AVE MARIA (FL)
Naples Daily News [Naples FL]
February 26, 2021
By Rachel Fradette
Australian Cardinal George Pell, who was accused, convicted and then acquitted of sexual abuse charges, will speak at Ave Maria University’s commencement where he will also receive an honorary degree from the school.
Pell will be one of the highest-ranking Catholic Church officials to have addressed the university’s graduates, according to the school.
Pell, who once served as the Vatican’s Secretariat for the Economy, spent more than a year in prison following his conviction in 2018. The High Court of Australia overturned his conviction in April 2020.
Ave Maria University President Christopher Ice said Pell expressed to him his excitement to attend and speak at commencement.
“He went on to articulate and ask me a lot of questions about the local community and university and how things are going, very much in tune and in touch,” Ice said.
Domino’s Pizza founder Tom Monaghan founded the private Catholic university in 2003.
Pell served as an ecclesial adviser to the university during its founding, according to Ice.

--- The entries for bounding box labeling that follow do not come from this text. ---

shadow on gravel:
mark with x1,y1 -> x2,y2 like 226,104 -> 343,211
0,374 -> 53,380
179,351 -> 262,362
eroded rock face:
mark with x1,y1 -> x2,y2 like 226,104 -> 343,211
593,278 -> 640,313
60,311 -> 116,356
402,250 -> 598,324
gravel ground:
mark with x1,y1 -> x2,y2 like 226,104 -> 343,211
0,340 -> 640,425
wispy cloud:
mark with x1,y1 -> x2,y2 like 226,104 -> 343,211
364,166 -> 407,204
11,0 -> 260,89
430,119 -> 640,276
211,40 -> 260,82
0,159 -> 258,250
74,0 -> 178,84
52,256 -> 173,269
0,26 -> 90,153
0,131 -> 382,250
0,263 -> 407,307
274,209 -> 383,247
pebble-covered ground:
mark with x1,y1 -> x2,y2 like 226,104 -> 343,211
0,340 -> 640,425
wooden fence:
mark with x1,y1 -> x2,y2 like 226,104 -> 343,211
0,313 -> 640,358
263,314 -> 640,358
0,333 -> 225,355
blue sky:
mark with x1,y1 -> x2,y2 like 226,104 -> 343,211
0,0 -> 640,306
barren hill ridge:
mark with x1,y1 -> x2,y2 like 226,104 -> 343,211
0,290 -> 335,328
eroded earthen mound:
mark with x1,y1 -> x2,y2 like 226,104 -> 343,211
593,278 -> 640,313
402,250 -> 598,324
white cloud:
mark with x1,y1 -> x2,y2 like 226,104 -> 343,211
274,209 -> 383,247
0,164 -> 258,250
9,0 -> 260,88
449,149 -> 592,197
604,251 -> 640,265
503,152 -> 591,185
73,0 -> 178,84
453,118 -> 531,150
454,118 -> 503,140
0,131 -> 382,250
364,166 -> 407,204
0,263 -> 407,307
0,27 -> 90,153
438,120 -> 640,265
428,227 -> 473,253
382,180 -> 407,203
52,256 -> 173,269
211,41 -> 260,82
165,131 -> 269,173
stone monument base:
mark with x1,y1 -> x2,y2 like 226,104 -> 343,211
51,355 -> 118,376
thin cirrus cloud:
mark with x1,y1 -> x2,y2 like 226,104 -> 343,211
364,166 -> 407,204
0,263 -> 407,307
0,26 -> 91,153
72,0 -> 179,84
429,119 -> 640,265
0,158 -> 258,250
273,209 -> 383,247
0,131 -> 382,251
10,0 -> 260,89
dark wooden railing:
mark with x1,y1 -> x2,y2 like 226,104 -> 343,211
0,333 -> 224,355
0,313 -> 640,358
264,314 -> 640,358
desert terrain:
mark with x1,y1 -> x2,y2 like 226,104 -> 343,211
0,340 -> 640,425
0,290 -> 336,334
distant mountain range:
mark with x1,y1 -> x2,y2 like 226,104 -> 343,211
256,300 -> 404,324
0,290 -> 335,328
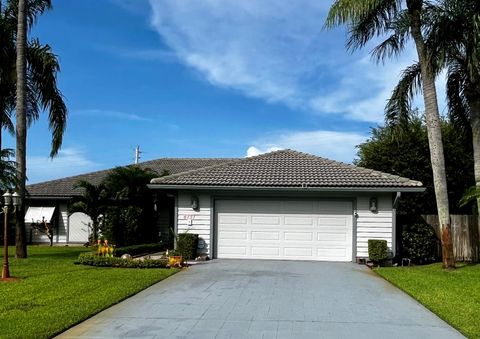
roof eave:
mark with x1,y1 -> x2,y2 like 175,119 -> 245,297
147,184 -> 425,193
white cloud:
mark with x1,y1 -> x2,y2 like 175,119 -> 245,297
146,0 -> 438,123
27,148 -> 100,184
75,109 -> 152,121
247,130 -> 368,163
247,146 -> 282,158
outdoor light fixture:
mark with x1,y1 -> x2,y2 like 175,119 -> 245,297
370,197 -> 378,213
192,195 -> 200,211
12,192 -> 22,207
2,191 -> 22,279
3,191 -> 12,207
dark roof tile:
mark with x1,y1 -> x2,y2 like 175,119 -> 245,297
152,150 -> 422,188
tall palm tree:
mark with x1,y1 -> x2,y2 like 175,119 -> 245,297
387,0 -> 480,236
15,0 -> 27,258
0,0 -> 67,257
326,0 -> 455,268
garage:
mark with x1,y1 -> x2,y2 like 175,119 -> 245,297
215,199 -> 353,261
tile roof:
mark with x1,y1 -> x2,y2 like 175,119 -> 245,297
27,158 -> 235,198
151,149 -> 422,188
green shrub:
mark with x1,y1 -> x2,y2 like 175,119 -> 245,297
115,243 -> 165,257
368,239 -> 388,262
402,222 -> 439,264
176,233 -> 198,260
77,253 -> 168,268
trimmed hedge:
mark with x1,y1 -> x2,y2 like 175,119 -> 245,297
76,253 -> 168,268
115,243 -> 165,257
368,239 -> 388,262
176,233 -> 198,260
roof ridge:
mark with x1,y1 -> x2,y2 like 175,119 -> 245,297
151,149 -> 422,186
293,151 -> 422,186
150,149 -> 290,184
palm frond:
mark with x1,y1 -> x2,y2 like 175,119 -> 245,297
459,186 -> 480,207
371,10 -> 410,62
385,63 -> 422,126
27,40 -> 67,157
446,64 -> 470,130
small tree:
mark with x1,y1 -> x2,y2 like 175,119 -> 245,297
69,180 -> 108,245
104,166 -> 158,246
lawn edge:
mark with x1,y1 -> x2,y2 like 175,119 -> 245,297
372,269 -> 469,338
49,267 -> 182,338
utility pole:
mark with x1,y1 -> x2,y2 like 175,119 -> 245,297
135,146 -> 142,165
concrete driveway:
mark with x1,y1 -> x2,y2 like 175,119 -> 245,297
59,260 -> 462,339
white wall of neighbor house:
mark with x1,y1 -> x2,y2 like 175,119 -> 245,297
25,203 -> 92,244
177,191 -> 395,257
25,203 -> 68,244
68,212 -> 92,244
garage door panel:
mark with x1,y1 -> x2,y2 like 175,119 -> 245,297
282,201 -> 316,214
252,216 -> 281,226
218,246 -> 247,258
318,215 -> 348,226
219,231 -> 248,240
215,200 -> 353,261
252,246 -> 280,257
218,215 -> 248,225
283,247 -> 313,258
284,216 -> 314,226
251,231 -> 280,240
317,232 -> 348,242
284,231 -> 313,241
317,248 -> 347,258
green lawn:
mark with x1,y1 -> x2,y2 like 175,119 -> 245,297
376,264 -> 480,338
0,247 -> 178,338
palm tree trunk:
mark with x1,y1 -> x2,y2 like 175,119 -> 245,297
407,0 -> 455,268
467,96 -> 480,261
15,0 -> 27,258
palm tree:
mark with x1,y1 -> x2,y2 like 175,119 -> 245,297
326,0 -> 454,268
104,165 -> 159,203
15,0 -> 27,258
0,0 -> 67,258
68,180 -> 108,245
387,0 -> 480,236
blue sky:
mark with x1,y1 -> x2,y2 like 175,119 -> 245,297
6,0 -> 436,183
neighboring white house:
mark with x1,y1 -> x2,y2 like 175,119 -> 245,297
149,150 -> 424,261
25,158 -> 233,244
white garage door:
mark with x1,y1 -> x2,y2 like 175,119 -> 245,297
215,200 -> 353,261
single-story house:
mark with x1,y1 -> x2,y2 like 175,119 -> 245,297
25,158 -> 234,244
149,150 -> 424,261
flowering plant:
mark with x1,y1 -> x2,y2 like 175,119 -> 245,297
97,239 -> 115,257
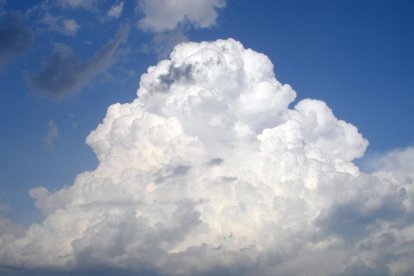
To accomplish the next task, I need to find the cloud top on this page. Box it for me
[0,39,414,275]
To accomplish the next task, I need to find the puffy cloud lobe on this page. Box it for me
[33,26,128,99]
[138,0,226,32]
[107,2,124,18]
[0,39,414,275]
[0,14,32,67]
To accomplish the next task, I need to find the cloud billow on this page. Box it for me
[0,39,414,275]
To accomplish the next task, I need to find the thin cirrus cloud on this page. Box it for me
[0,39,414,275]
[32,26,128,99]
[138,0,226,33]
[0,14,33,67]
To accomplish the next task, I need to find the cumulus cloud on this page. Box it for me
[138,0,226,32]
[0,14,32,67]
[63,19,79,35]
[0,39,414,275]
[107,2,124,18]
[33,26,128,99]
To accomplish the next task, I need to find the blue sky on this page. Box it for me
[0,0,414,275]
[0,0,414,229]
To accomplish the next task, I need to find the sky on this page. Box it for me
[0,0,414,275]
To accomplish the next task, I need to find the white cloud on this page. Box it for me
[58,0,95,10]
[0,39,414,275]
[107,2,124,18]
[63,19,79,35]
[43,120,59,147]
[138,0,226,32]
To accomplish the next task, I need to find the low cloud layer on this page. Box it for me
[0,15,32,68]
[32,26,128,99]
[0,39,414,275]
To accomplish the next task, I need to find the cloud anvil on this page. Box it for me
[0,39,414,275]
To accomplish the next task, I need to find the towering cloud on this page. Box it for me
[0,39,414,275]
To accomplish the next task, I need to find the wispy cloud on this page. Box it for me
[43,120,59,148]
[33,26,128,99]
[0,39,414,275]
[138,0,226,32]
[0,14,32,67]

In that role, Pell helped develop the Catholic teachings and principles for the school, Ice said.
Pell, who was accused of sexually abusing two teenage boys in the 1990s, had his case overturned by Australia’s High Court.
Following his acquittal, Survivors Network of those Abused by Priests, or SNAP, said the ruling was “disappointing.”
“We believe that this ruling will make victims lose their faith in the criminal justice system and will send the message that survivors should stay hidden and silent rather than come forward and seek justice,” SNAP Australia said in a statement following the verdict.
Ice said he does not anticipate opposition by Ave Maria’s community to Pell’s invitation to speak and receive an honorary degree.
As for survivors of clergy sexual abuse, Ice said he hopes this invitation can be a “healing moment.”
In the past, other Ave Maria commencement speakers included then-Gov. Rick Scott, former Gov. Jeb Bush and then-U.S. Secretary of Education Betsy DeVos.
DeVos’ visit in 2018 led to debates among AMU alumni about whether she should have received an invitation from the university.
In 2019, then-Vice President Mike Pence also visited the Catholic college where he gave a speech on the Trump administration’s focus on religious freedom.
About 215 students will receive their degrees at the school’s May 8 ceremony on Gyrene Field on the school’s campus.
In December, the university hosted fall commencement that required attendees to spread out and wear masks. Ice said these safety measures will be in place for spring graduation.
Currently, the school has two active cases of COVID-19. So far this semester 35 people have tested positive for the virus, according to the school.
Ice, who started his tenure last January, said his first year was an adjustment. Ice is Ave Maria University’s third president.
“This first year is pretty tumultuous as you can imagine with all the things going on, but I’m really, really settling in, and things are going very well,” Ice said.